University of Arizona researchers are working to understand, and eventually counteract, the leading cause of new cases of blindness in working-age adults by examining retinal damage due to diabetes.
Erika Eggers, assistant professor of physiology and biomedical engineering, has received an Innovative Award from the Juvenile Diabetes Research Foundation to identify the early mechanisms of diabetic retinal damage. She is working in collaboration with Heddwen Brooks, UA associate professor of physiology.
Eggers and Brooks, both members of the UA's BIO5 Institute, will use a novel approach that examines retinal neurons down to the cellular level in seeking to understand the exact changes that damage vision. Potentially, the research will identify changes that occur in retinal neurons prior to the onset of blindness.
Eggers' laboratory has extensive experience with retinal electrical recordings, while Brooks' laboratory has expertise making diabetic mouse models, so the project harnesses the strengths of both labs.
"If we know specifically what is happening in the eye, then we could target treatments," Eggers said. "People have been studying the retina for many decades. We know the essential composition of everything, but we don't know all the details. That's important for trying to understand how the retina works, but also for repairing disease."
Clinically, diabetic retinopathy has been described as a disease of the blood vessels in the back of the eye that happens over a long time period. However, recent studies in diabetic humans and animal models have shown that neurons in the retina are damaged and their function decreases long before blood vessel growth is measured.

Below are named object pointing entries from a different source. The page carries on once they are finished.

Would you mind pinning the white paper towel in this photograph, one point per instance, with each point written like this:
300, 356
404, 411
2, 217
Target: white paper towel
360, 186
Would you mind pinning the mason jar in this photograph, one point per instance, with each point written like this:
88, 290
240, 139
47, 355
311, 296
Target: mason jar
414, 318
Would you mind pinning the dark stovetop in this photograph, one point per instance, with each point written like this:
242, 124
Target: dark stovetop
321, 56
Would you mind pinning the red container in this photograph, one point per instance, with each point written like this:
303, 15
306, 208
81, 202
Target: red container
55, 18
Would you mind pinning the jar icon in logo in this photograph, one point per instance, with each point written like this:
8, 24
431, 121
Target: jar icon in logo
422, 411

Since these experiments were measuring general activity changes in the retina and there are many cell types in the retina, it is not yet understood which cells are affected or how diabetes damages retinal neurons.

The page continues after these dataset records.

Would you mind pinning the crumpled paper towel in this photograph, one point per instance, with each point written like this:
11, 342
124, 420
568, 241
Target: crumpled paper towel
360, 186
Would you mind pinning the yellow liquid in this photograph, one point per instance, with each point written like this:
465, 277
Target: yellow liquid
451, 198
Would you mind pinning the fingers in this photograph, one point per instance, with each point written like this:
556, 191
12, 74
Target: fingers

Eggers and Brooks will be the first researchers to make physiological measurements of individual retinal cell types in the intact retina from a Type 1 diabetes mouse model, where it is possible to determine what neuronal mechanisms have changed due to diabetes. This will enable the researchers to correlate the survival, structure and function of individual cells in the retina.
"The mouse models are useful for research because we can identify specific changes, which is not possible in human patients. Once we have some targets of mechanisms we think are changing, the next step is to treat those in the mouse to try and prevent those changes from happening," Eggers said.
A central question of the retinal damage is how closely it relates to vascular problems in diabetes and whether there is a correlation between diabetic retinopathy and the blood-vessel damage related to diabetic neuropathy.
Eggers is applying for additional grants from the American Diabetes Association and National Institutes of Health to secure long-term funding for the project.